The Drosophila mutant para(Shu) harbors a dominant, gain-of-function allele of the voltage-gated sodium channel gene, paralytic (para). The mutant flies display severe seizure-like phenotypes, including neuronal hyperexcitability, spontaneous spasms, ether-induced leg shaking, and heat-induced convulsions. We unexpectedly found that two distinct food recipes used routinely in the Drosophila research community result in a striking difference in severity of the para(Shu) phenotypes.
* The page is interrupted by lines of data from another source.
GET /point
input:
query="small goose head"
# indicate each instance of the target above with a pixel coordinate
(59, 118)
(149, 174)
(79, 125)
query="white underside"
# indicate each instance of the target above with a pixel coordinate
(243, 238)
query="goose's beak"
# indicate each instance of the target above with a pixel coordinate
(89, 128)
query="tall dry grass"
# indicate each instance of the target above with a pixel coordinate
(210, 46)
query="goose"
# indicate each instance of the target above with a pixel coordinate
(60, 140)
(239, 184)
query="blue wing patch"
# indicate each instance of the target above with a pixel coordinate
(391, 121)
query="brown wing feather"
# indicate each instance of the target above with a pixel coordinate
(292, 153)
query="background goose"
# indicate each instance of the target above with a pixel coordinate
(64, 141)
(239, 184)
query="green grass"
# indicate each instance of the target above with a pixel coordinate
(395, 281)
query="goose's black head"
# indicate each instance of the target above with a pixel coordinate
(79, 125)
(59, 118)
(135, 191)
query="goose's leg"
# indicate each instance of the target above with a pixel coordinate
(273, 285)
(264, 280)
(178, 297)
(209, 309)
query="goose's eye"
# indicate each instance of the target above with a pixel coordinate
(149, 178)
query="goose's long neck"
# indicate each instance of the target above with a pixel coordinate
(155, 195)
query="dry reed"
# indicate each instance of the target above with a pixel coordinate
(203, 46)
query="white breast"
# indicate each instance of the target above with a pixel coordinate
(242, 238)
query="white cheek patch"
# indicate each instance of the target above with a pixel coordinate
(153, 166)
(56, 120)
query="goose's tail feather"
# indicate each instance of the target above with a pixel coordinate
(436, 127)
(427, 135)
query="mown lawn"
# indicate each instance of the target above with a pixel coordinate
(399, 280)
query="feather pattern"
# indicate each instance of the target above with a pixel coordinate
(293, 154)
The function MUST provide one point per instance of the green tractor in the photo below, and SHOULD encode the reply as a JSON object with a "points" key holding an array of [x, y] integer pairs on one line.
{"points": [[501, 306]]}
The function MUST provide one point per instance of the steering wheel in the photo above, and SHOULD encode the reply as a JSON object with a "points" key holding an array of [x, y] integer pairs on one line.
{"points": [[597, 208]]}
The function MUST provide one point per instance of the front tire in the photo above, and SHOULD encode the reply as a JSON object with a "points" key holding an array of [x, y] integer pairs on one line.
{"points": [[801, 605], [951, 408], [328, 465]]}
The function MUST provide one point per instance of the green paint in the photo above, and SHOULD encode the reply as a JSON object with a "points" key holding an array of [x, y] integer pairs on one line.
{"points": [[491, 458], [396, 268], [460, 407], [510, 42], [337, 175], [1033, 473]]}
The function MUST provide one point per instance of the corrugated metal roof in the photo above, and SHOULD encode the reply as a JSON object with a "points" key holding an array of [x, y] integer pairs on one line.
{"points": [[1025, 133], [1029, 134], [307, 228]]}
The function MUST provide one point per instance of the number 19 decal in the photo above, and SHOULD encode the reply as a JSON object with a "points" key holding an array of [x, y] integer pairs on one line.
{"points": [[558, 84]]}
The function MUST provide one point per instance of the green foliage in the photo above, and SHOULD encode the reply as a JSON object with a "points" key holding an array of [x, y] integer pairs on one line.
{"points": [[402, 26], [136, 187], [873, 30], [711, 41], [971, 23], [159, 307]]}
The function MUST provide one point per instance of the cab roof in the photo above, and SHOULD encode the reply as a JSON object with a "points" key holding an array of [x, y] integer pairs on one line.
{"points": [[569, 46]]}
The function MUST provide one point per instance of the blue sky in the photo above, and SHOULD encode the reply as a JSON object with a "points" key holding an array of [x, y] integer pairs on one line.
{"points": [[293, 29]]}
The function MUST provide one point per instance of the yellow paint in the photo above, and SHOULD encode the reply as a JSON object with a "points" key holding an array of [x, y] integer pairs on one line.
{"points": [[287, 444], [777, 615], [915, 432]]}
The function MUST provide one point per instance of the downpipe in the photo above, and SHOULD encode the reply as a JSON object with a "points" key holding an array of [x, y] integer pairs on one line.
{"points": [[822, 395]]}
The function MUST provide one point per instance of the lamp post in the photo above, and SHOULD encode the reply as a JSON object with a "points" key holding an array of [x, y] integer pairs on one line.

Namely, when para(Shu) mutants were raised on the diet originally formulated by Edward Lewis in 1960, they showed severe neurological defects as previously reported. In contrast, when they were raised on the diet developed by Frankel and Brousseau in 1968, these phenotypes were substantially suppressed. Comparison of the effects of these two well-established food recipes revealed that the diet-dependent phenotypic suppression is accounted for by milk whey, which is present only in the latter. Inclusion of milk whey in the diet during larval stages was critical for suppression of the adult para(Shu) phenotypes, suggesting that this dietary modification affects development of the nervous system. We also found that milk whey has selective effects on other neurological mutants. Among the behavioral phenotypes of different para mutant alleles, those of para(GEFS+) and para(bss) were suppressed by milk whey, while those of para(DS) and para(ts1) were not significantly affected. Overall, our study demonstrates that different diets routinely used in Drosophila labs could have considerably different effects on neurological phenotypes of Drosophila mutants. This finding provides a solid foundation for further investigation into how dietary modifications affect development and function of the nervous system and, ultimately, how they influence behavior.